US-Africa nuclear energy summit underway in Accra
The Senior Advisor to the President, Yaw Osafo-Maafo, has said that for Africa to develop its natural resources, expand its economies and improve the living condition of its citizens, it needed to develop a green dense energy technology.
"It has been proven beyond doubt that nuclear technology can provide the needed green energy for accelerated economic development.
“It is necessary, however, for the adoption of a least cost alternative technology with features of shorter construction time and also lend itself to easy grid integration to maximise the benefits of nuclear technology by African countries,” he said.
Being the youngest continent, Mr Osafo-Maafo, however, said that Africa must be worried about the consequences of climate change on its people.
The senior advisor was addressing the first US and Africa Nuclear Energy summit in Accra yesterday to fashion ways they can collaborate for their mutual benefits.

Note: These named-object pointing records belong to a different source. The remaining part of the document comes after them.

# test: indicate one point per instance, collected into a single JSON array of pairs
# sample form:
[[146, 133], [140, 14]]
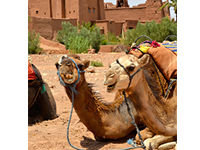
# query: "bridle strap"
[[130, 77], [71, 86]]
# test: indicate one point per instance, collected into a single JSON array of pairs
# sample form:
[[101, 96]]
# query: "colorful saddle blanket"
[[171, 45], [31, 73]]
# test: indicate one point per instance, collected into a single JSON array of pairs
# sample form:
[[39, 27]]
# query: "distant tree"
[[86, 25], [172, 3]]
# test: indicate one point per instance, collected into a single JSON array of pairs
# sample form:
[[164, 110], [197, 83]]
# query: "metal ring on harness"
[[170, 36], [130, 77]]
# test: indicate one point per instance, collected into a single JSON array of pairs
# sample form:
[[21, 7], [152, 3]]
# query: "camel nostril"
[[112, 75]]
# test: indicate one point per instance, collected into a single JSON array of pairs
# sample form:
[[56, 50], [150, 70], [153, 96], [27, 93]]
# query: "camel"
[[158, 114], [105, 121], [41, 104]]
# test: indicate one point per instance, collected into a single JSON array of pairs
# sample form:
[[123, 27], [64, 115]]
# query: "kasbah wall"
[[47, 15]]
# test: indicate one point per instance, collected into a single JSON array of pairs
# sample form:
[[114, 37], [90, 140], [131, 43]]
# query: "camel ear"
[[144, 60], [86, 63], [57, 65]]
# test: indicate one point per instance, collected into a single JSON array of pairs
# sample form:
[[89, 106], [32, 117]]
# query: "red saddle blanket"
[[31, 73], [165, 59]]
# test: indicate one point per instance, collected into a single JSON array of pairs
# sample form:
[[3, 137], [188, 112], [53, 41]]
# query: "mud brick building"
[[47, 15]]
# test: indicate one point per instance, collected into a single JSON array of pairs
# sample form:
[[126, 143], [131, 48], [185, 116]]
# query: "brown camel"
[[158, 114], [105, 121]]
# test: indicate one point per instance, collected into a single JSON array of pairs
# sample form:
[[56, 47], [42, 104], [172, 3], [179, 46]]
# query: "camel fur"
[[105, 121], [158, 114]]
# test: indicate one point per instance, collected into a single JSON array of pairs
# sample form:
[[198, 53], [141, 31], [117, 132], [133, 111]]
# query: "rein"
[[128, 108]]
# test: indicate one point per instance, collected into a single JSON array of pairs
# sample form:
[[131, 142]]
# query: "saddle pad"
[[172, 47], [31, 73]]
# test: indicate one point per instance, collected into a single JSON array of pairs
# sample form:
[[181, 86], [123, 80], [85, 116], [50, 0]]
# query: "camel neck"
[[153, 112], [107, 121]]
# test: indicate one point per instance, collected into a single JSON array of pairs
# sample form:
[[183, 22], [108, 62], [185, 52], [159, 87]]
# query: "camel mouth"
[[68, 78], [111, 87]]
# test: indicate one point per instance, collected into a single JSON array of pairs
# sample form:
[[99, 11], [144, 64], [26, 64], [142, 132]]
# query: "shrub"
[[104, 42], [79, 42], [156, 31], [33, 42], [96, 64], [111, 38], [95, 39]]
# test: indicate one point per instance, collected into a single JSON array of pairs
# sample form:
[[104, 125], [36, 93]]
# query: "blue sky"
[[136, 2]]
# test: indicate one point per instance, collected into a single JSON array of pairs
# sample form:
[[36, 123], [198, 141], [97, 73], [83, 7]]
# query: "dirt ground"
[[51, 134]]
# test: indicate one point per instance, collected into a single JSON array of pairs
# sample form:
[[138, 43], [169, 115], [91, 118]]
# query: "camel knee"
[[158, 140], [146, 134]]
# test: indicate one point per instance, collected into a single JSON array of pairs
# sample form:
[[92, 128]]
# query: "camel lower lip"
[[111, 87], [68, 78]]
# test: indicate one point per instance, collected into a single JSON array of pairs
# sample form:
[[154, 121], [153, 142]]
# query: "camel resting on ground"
[[158, 114], [105, 121]]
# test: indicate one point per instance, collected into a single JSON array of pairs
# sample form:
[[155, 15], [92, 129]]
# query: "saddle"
[[164, 55], [31, 73]]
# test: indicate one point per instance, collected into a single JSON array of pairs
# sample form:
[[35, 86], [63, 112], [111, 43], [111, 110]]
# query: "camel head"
[[67, 68], [117, 78]]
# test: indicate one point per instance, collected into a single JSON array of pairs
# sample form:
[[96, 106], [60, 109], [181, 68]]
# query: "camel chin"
[[68, 78], [112, 88]]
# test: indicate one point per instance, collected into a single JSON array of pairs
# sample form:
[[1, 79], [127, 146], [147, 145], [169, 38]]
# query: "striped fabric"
[[172, 47]]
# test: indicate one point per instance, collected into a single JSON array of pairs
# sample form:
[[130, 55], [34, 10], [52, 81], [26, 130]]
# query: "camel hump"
[[166, 60]]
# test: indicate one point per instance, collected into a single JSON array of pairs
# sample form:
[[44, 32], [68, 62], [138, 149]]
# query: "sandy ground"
[[51, 134]]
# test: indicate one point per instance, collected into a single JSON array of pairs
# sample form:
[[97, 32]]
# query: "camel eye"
[[131, 68], [80, 66]]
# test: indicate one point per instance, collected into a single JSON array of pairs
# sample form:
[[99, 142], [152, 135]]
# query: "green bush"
[[156, 31], [111, 38], [33, 42], [95, 39], [104, 42], [79, 45], [78, 41]]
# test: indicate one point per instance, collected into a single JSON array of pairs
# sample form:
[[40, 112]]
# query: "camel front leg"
[[161, 142], [146, 134]]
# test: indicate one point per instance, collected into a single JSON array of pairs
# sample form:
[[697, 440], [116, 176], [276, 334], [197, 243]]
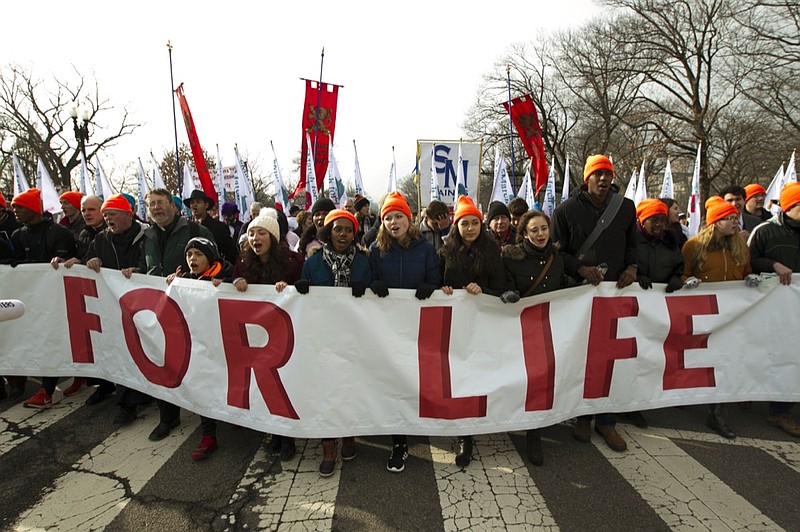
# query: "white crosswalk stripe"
[[686, 495], [97, 488]]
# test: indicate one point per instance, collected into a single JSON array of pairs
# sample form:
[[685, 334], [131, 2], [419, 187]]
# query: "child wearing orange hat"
[[400, 258], [470, 259], [775, 247], [339, 262], [717, 253]]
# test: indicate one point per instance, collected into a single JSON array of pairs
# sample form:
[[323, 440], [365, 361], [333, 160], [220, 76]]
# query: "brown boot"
[[582, 431], [612, 437], [328, 465]]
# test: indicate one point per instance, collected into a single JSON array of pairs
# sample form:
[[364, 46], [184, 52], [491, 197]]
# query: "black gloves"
[[379, 288], [424, 291], [302, 286], [674, 284], [511, 296], [358, 289]]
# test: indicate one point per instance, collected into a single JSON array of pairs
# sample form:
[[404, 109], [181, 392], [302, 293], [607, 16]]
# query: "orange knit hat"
[[717, 209], [117, 202], [341, 213], [395, 202], [790, 196], [31, 199], [649, 207], [595, 163], [753, 190], [74, 198], [466, 207]]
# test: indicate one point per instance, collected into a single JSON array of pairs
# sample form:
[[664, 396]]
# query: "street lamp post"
[[81, 130]]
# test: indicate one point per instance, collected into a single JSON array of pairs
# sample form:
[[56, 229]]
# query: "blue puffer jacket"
[[319, 274], [405, 267]]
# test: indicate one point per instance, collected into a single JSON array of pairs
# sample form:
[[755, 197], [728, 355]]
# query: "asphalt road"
[[69, 468]]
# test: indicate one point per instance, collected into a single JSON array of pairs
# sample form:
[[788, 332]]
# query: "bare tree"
[[34, 114], [682, 45]]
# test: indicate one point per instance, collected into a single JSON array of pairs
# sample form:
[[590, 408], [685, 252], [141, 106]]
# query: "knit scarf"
[[339, 263]]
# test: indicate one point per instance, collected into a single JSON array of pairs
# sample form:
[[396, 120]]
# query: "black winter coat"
[[524, 263], [775, 241], [491, 278], [575, 219], [659, 260]]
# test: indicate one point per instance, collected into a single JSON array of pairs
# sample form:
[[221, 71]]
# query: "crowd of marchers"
[[512, 252]]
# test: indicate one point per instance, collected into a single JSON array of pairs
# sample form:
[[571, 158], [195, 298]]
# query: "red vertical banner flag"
[[526, 120], [197, 150], [319, 121]]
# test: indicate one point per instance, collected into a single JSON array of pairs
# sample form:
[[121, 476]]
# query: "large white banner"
[[445, 157], [329, 364]]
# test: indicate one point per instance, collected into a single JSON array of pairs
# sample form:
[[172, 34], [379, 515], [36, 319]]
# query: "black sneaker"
[[97, 397], [163, 429], [287, 448], [397, 462], [126, 415]]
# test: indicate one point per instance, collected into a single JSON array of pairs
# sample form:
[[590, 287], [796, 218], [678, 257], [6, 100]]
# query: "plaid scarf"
[[339, 263]]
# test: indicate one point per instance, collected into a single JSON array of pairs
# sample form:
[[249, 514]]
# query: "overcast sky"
[[410, 70]]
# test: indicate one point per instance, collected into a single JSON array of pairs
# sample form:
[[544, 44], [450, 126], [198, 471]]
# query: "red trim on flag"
[[320, 127], [197, 149], [526, 120]]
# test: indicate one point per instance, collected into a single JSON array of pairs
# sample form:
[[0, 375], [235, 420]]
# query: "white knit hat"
[[267, 222]]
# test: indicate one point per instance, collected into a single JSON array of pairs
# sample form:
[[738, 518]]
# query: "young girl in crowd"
[[400, 258], [205, 263], [470, 259], [535, 266], [717, 253], [339, 262], [268, 260]]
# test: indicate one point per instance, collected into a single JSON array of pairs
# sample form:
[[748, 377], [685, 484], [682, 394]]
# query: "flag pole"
[[511, 132], [319, 103], [174, 119]]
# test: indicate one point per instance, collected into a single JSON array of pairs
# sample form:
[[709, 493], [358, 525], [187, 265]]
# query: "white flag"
[[102, 186], [392, 186], [50, 201], [434, 177], [667, 191], [630, 190], [220, 180], [142, 192], [158, 181], [336, 191], [281, 197], [245, 195], [359, 181], [549, 203], [188, 186], [791, 172], [565, 186], [694, 200], [461, 178], [20, 181], [641, 187], [82, 181], [311, 174], [774, 191], [501, 190]]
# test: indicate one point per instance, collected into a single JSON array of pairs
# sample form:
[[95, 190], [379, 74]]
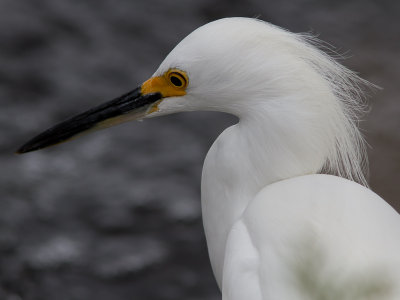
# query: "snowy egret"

The three-day event which is being attended by government officials, policymakers, industry players, regulators and stakeholders from academia, is also aimed at coming up with measures to facilitate the implementation of nuclear power programmes on the continent.
Mr Osafo-Maafo further said that the summit offered participants the opportunity to appreciate the capacity of nuclear energy to not only decarbonise, but also stimulate economic expansion, encourage innovation, develop human capacity and advance green and sustainable solutions.
“The wide range of players present today shows the shared commitment to a greener, cleaner and more resilient generation mix that ensures sustainable economic growth and a more predictable and affordable tariff regime,” he added.
Mr Osafo-Maafo, therefore, urged the participants to take advantage of the summit's sessions and networking opportunities to create the future for their respective countries.
“I encourage the regulators of the Forum of Nuclear Regulatory Bodies in Africa (FNBRA) to quickly ramp up their competences to support the development of nuclear programmes,” he said.
The Principal Deputy Assistant Secretary for International Security and Non-proliferation at the US Department of State, Ann Ganzer, said every country wanted a diverse set of clean energy options such as solar, hydro, wind or nuclear.
Nuclear, she said, was important because it could provide base load power to a grid, adding “you need power when the sun is not shining and when the wind is not blowing”.
“We have smart factories coming on line, we are looking at electric vehicles, and all of these things are going to need a lot more energy,” Ms Ganzer said.
The Principal Deputy Assistant Secretary for Nuclear Energy of Department of Energy in the US, Dr K. Michael Golf, also described the future of nuclear energy as bright, adding that it was a key element in the US’ strive to put the country on the path to net zero carbon future by 2050.